Shop Dress Here: Twirly First Communion Dress
First Holy Communion dresses are some of my favorite pieces to make. Each girl has a unique personality and taste, which are reflected in the dresses they design. And this is a big day, so they take the dress selection very seriously!
My niece and I started designing her dress last fall. Unfortunately, I wasn't happy with the first design and set it aside while I focused on other things. When I came back to the project (with only a week to go before the Mass), she had a completely different vision!
The fact that she has attended multiple Sip 'n Sews was helpful. At the end of the workshops, she has some time to sew and design whatever she wants. So, when she came in for her measurements and the design meeting, she already had a sense of the process and what is realistic, and she was very comfortable expressing it.

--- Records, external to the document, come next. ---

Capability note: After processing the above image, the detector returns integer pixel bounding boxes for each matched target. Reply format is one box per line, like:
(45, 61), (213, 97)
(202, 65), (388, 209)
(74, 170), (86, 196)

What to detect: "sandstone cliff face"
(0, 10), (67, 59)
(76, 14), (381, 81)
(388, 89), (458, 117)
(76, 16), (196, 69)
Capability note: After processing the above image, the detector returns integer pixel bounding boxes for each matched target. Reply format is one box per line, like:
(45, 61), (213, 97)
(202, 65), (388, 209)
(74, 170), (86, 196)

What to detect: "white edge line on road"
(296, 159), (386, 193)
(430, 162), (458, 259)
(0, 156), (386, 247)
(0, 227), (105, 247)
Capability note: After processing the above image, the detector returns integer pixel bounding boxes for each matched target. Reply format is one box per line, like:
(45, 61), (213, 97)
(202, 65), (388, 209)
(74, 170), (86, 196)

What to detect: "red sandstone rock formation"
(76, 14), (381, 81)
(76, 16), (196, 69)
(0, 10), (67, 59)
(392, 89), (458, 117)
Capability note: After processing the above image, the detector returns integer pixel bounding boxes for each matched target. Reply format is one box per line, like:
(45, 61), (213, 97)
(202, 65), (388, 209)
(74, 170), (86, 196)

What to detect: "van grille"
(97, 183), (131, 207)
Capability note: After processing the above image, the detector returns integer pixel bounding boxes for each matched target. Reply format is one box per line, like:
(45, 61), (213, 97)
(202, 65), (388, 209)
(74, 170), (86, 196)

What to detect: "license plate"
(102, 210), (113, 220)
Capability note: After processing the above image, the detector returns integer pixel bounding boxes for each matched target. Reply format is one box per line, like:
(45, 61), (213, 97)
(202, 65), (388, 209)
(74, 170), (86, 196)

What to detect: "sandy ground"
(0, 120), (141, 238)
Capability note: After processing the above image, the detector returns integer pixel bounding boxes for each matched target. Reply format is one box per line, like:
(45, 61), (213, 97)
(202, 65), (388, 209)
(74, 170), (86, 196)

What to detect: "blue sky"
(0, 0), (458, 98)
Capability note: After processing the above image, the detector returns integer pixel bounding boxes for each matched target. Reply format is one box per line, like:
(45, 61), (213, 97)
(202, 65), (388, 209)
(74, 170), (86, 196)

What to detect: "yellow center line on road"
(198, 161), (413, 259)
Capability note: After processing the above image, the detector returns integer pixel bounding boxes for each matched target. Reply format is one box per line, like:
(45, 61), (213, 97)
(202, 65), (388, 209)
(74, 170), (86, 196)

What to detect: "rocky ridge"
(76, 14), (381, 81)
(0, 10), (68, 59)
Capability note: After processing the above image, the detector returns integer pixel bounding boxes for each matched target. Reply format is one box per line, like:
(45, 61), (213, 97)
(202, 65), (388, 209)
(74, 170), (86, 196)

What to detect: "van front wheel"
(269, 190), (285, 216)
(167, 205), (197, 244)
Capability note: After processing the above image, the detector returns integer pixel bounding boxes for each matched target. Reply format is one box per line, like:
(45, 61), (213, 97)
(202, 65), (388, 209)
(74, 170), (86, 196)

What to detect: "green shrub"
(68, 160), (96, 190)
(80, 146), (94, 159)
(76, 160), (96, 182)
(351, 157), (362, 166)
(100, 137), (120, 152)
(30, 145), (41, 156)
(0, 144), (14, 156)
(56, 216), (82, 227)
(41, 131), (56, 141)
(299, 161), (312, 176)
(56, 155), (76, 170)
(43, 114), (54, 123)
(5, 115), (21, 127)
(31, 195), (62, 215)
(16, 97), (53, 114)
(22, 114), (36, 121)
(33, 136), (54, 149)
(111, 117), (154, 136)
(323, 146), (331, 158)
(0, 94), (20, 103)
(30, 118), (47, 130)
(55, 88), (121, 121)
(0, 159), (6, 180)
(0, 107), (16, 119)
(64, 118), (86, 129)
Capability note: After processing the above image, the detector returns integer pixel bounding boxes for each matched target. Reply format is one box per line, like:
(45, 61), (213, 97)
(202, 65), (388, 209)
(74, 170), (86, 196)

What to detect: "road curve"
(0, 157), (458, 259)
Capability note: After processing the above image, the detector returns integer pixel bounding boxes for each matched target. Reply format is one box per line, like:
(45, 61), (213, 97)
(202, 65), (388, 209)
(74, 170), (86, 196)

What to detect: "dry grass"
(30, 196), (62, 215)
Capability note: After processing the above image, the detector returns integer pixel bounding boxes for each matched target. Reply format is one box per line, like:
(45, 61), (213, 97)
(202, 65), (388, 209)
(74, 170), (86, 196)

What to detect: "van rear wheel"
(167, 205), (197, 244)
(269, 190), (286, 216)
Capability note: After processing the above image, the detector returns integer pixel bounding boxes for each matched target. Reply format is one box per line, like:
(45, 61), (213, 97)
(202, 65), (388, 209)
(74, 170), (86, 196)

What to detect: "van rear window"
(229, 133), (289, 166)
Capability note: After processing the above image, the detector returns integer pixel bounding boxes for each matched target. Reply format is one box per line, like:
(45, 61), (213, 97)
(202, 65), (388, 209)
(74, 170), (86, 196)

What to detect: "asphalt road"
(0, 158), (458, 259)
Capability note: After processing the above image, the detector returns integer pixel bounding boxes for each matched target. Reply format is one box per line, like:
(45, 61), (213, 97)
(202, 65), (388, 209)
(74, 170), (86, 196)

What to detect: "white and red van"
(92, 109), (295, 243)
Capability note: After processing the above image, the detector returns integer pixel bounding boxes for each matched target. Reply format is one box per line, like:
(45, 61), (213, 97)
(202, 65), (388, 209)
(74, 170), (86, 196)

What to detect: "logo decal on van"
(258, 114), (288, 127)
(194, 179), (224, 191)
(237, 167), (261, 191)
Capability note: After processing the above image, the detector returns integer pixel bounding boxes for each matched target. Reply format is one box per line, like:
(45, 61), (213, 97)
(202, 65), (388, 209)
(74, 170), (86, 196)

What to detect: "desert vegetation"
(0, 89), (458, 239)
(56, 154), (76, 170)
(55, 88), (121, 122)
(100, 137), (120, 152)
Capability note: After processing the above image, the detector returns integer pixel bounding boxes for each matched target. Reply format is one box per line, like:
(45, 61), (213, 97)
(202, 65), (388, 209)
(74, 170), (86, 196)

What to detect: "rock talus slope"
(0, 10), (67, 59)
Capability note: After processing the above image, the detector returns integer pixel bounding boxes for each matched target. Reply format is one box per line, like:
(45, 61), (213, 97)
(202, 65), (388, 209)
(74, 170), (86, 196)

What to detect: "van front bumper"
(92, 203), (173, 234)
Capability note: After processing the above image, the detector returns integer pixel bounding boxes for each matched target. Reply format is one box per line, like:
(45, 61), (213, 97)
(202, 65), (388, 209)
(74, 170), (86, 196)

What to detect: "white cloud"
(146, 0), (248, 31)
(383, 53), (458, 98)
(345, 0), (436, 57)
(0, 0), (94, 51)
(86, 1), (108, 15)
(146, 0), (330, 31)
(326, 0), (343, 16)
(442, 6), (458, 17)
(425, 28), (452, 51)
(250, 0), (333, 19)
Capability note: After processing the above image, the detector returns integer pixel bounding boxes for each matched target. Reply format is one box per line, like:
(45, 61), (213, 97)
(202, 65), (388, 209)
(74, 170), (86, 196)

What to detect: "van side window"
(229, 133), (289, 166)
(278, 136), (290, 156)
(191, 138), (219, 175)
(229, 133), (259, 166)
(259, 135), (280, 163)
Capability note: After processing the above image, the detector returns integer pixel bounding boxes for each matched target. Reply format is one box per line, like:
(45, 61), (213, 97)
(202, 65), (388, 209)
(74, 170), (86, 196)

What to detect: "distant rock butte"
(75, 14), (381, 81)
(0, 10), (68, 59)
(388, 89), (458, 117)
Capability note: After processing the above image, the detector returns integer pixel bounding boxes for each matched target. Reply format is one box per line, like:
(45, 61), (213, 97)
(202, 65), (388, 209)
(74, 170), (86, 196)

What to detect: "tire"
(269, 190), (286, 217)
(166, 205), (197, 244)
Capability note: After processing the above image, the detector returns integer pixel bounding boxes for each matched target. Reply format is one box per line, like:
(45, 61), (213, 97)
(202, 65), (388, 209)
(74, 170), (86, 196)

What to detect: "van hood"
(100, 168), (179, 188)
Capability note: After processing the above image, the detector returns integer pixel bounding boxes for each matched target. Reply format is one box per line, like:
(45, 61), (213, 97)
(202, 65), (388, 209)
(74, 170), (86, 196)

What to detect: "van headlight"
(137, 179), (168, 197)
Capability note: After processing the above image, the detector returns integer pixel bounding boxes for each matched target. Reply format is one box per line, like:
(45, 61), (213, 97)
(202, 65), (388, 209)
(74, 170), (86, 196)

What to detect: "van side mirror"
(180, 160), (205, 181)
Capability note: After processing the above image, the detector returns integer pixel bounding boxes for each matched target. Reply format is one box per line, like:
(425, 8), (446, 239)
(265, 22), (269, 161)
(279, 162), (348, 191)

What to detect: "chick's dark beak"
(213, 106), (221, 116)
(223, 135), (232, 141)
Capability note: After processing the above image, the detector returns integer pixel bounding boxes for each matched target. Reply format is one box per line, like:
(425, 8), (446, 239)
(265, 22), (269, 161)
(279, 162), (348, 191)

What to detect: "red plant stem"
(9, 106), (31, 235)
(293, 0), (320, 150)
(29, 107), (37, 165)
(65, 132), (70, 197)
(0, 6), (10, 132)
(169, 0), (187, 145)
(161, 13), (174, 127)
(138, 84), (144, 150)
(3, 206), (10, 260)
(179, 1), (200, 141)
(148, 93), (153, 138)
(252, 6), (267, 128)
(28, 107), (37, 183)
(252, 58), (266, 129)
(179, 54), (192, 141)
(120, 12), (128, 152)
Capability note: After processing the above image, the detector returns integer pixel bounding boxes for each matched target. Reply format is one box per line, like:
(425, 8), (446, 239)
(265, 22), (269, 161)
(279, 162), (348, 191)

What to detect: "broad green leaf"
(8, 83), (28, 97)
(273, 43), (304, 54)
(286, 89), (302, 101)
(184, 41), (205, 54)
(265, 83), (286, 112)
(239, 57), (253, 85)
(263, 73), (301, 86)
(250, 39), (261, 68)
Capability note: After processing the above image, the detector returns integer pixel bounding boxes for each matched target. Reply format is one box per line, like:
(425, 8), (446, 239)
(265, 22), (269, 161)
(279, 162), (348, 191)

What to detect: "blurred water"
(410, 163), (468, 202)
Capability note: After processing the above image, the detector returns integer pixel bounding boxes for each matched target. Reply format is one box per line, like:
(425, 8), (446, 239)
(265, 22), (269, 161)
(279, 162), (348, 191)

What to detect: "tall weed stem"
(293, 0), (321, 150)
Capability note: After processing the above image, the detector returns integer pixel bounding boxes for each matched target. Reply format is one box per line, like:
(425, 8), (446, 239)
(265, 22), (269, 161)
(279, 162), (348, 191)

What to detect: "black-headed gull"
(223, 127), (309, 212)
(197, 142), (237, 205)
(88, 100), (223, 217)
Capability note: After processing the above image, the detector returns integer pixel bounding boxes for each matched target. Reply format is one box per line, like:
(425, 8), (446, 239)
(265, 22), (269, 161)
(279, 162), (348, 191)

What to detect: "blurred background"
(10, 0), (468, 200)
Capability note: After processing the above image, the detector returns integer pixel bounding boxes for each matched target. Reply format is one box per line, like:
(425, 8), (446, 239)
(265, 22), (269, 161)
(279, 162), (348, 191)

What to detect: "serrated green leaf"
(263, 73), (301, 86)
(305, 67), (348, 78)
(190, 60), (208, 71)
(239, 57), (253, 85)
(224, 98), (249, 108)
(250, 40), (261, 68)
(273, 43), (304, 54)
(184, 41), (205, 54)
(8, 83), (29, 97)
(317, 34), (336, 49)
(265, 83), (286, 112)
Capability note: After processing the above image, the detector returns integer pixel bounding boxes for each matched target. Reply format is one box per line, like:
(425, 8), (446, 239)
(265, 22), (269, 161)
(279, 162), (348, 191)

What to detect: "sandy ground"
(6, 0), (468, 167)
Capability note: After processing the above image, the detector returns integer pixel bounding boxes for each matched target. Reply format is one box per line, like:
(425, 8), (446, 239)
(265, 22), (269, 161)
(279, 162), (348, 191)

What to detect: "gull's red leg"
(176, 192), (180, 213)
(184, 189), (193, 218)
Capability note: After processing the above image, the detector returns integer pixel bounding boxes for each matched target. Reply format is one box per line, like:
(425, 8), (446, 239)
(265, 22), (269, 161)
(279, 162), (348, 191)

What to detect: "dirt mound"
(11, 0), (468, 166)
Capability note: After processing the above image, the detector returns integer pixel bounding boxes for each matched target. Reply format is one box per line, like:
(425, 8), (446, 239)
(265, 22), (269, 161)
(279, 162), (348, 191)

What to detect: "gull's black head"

My niece declared, "I want something that I can twirl in. I want it to look like waves when I spin and add embroidered dolphins to the skirt." She also was clear that she didn't want tulle. (She wanted something different than what she's been wearing for special occasions. And it was too "little girl.")
I only had a few days to make the dress. Not only did I suffer a "design block" after her meeting, but I didn't have a lot of textile choices in stock that would be appropriate for First Holy Communion. I said a prayer for more dress inspiration and then just went to bed. The next morning, I came across something that sparked the concept for her final dress design.
When I began patterning and cutting the dress, I wasn't confident that what I was doing would even be usable. I was fully prepared to scratch the whole thing and make her one of my most popular lace and tulle dresses if needed. (I can make those in my sleep!)
Her dress had many pieces, all of which needed to be sewn in a specific way to achieve the curves and waves of the skirt and have it lay just right. As I worked through the night to piece the dress together––by machine and by hand––my excitement grew as I began to see it come together.
Her dress is what is called a paneled godet dress. The top pieces are made of white satin and the bottom is made of soft and matte Tencel™ . The satin was a very bright white. I used an ivory textile underneath the bright white satin to subdue the blue undertones of the white and add depth to the dress. The dress moved and twirled nicely with the soft Tencel™ .
Now you might be wondering if I added the dolphins my niece requested. Yes! But just one. It might sound like just a silly joke, but the dolphin is actually an important Christian symbol dating back to the second century A.D. Her grandmother embroidered a little blue-gray dolphin inside one of the godets in the front of the dress. It peeks out when she walks or twirls, but otherwise it is hidden!
I thought the vertical seams gave the dress both a sporty and chic look, which perfectly describe my athletic and energetic niece!
The veil she wore was made by her grandmother and worn by all of her aunts for their First Holy Communion masses and celebrations.